When assessing the efficacy of gene transfer agents (GTAs) for cystic fibrosis (CF) gene therapy, we routinely evaluate gene transfer in the mouse nose and measure transfection efficiency by assessing transgene-specific mRNA using the real-time (TaqMan) quantitative reverse transcriptase-polymerase chain reaction. TaqMan is traditionally used to quantify expression in whole tissue homogenates, which in the nose would contain many cells types, including respiratory and olfactory epithelium. Only the respiratory epithelium is a satisfactory model for human airway epithelium and therefore CFTR gene transfer should be specifically assessed in respiratory epithelial cells (RECs). We have compared laser microdissection, pronase digestion and nasal brushing for: (i) the ability to enrich RECs from the wild-type mouse nose and (ii) the length of time to perform the procedure. Using TaqMan, we subsequently assessed gene transfer in enriched RECs after nasal perfusion of GL67A/pCF1-CFTR complexes in a CF mouse model. Laser microdissection successfully isolated RECs; however, time-consuming sample preparation made this technique unsuitable for high-throughput studies.
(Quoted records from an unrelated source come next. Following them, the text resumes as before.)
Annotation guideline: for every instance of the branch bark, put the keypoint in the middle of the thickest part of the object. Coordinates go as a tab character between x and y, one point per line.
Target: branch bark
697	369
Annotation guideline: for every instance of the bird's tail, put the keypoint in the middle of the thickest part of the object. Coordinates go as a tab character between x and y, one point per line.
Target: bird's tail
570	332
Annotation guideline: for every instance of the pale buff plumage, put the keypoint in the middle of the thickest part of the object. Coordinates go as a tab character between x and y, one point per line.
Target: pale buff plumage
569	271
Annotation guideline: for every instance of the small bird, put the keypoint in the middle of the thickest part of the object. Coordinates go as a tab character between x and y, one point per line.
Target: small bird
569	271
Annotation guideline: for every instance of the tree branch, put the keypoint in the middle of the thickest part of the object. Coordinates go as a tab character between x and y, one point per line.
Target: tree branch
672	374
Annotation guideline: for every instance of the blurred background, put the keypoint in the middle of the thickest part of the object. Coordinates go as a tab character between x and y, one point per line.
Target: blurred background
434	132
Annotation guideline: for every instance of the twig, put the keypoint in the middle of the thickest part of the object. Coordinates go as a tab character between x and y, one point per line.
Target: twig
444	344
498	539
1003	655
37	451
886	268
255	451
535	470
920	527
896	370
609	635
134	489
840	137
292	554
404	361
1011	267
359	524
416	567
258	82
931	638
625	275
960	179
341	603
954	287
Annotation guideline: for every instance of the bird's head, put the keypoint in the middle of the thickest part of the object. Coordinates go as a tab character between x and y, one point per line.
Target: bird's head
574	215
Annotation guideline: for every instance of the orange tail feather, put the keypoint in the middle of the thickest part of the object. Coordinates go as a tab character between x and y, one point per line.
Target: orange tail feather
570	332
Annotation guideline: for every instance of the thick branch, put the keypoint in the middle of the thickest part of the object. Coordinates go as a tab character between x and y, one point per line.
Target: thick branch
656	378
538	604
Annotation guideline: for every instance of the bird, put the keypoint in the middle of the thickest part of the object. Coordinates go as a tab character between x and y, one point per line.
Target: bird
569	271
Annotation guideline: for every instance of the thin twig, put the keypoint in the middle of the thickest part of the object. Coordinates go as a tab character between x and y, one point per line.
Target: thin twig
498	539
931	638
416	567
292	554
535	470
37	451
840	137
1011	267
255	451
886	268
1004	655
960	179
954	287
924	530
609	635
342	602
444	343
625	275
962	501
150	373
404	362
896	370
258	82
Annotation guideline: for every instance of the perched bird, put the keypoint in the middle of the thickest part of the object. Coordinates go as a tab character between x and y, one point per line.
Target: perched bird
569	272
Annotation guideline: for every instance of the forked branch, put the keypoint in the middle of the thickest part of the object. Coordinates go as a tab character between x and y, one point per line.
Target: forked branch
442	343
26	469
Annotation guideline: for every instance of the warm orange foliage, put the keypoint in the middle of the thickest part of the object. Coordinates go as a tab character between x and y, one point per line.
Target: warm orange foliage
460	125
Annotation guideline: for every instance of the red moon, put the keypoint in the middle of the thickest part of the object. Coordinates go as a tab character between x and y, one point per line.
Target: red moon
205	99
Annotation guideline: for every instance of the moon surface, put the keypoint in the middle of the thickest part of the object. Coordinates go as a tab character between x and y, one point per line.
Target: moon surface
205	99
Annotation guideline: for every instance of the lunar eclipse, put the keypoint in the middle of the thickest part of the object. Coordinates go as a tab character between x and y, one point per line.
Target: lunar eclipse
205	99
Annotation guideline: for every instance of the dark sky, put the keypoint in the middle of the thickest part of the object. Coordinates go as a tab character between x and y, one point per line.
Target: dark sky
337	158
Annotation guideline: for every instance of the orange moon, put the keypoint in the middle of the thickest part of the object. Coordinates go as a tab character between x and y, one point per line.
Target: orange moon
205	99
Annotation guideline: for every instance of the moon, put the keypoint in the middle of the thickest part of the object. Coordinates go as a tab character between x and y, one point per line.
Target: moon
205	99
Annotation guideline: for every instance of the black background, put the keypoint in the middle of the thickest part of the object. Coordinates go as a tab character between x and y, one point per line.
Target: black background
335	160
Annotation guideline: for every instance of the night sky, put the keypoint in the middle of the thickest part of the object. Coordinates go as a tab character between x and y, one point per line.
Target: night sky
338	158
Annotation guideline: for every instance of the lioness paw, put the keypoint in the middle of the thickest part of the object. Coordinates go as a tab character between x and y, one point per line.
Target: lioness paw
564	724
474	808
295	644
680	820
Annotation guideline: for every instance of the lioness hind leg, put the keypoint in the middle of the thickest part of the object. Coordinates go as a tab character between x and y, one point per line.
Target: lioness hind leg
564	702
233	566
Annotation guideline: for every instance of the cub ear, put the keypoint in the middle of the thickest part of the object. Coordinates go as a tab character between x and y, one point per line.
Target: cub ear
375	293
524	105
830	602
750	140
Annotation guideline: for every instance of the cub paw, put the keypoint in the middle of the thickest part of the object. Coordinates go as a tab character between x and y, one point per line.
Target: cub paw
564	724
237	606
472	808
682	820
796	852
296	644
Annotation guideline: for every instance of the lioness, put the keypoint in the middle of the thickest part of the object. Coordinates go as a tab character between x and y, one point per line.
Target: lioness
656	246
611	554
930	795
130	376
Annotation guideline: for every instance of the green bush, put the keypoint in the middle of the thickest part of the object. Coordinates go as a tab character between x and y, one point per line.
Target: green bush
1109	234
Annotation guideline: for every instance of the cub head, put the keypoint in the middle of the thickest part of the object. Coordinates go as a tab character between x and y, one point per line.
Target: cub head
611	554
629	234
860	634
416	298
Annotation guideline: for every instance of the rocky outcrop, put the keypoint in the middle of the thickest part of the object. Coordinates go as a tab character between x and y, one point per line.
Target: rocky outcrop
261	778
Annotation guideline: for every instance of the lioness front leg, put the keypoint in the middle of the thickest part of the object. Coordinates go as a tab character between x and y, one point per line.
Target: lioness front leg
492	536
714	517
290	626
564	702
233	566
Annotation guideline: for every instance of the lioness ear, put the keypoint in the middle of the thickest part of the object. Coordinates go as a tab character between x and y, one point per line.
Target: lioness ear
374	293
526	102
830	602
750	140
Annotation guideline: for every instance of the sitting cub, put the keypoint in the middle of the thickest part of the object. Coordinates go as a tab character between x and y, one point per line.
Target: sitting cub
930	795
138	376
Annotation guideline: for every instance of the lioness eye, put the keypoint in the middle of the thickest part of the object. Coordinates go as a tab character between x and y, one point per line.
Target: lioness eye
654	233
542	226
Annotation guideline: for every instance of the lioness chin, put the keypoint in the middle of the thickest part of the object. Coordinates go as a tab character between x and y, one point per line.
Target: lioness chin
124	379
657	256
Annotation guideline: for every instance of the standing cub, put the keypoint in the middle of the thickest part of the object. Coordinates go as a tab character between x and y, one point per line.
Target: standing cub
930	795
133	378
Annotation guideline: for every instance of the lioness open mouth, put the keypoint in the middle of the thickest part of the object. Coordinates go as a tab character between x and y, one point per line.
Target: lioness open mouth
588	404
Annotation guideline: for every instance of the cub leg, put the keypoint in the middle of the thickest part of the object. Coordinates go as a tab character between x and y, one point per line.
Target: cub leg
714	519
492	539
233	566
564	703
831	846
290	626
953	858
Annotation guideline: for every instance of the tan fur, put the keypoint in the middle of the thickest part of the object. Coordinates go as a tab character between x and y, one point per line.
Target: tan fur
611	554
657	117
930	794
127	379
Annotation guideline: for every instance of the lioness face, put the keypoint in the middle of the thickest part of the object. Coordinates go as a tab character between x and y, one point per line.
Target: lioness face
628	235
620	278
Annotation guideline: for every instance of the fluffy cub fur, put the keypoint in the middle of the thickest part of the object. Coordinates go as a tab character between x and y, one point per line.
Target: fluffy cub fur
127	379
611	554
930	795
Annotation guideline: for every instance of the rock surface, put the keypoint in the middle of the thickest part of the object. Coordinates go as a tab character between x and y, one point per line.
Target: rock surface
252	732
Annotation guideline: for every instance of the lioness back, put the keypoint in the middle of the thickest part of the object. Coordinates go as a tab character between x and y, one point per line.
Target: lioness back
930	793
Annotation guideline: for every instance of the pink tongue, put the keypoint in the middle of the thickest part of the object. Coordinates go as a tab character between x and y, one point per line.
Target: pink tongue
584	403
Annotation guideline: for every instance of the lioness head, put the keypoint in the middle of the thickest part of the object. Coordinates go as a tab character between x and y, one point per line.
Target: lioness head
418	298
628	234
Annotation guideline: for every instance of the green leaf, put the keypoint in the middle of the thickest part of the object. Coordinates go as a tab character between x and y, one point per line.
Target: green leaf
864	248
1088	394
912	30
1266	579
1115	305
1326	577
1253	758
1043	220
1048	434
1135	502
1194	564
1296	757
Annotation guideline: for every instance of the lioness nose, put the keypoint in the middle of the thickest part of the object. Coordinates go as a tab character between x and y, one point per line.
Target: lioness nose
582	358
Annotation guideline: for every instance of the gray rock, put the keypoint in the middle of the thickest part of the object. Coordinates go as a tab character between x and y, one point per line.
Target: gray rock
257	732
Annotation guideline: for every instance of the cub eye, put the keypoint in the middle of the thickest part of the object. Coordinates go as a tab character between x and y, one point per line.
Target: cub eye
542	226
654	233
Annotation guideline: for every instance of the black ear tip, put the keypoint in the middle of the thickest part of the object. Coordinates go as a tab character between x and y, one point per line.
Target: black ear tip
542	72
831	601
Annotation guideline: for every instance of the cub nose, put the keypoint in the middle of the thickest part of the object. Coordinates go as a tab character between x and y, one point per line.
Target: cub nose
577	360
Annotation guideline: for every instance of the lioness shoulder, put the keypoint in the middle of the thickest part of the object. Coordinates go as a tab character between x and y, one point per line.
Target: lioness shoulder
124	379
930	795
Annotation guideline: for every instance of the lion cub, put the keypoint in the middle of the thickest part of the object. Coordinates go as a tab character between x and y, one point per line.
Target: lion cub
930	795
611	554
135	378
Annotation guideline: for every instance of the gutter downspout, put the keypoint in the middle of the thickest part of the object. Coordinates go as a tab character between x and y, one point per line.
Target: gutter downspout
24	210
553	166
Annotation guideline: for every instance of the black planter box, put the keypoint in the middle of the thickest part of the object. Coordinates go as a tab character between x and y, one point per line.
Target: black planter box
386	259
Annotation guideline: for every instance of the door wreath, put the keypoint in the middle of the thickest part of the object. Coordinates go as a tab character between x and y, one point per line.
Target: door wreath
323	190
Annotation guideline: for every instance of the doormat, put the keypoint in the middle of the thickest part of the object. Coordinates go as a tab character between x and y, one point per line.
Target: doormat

Pronase digestion was sufficiently rapid but only yielded 19% (range = 13%) RECs (n = 6). The nasal brushing method was superior, yielding 92% (range = 15%) RECs (n = 8) and was equally effective in CF knockout mice (91%, range = 14%, n = 10). Importantly, gene transfer was detectable in brushed RECs from 70% of perfused mice and the number of vector-specific transcripts was comparable to 3.5% of endogenous wild-type Cftr levels. Isolation of RECs by brushing allows accurate assessment of GTA transfection efficiency in an experimental system that is relevant for CF gene therapy.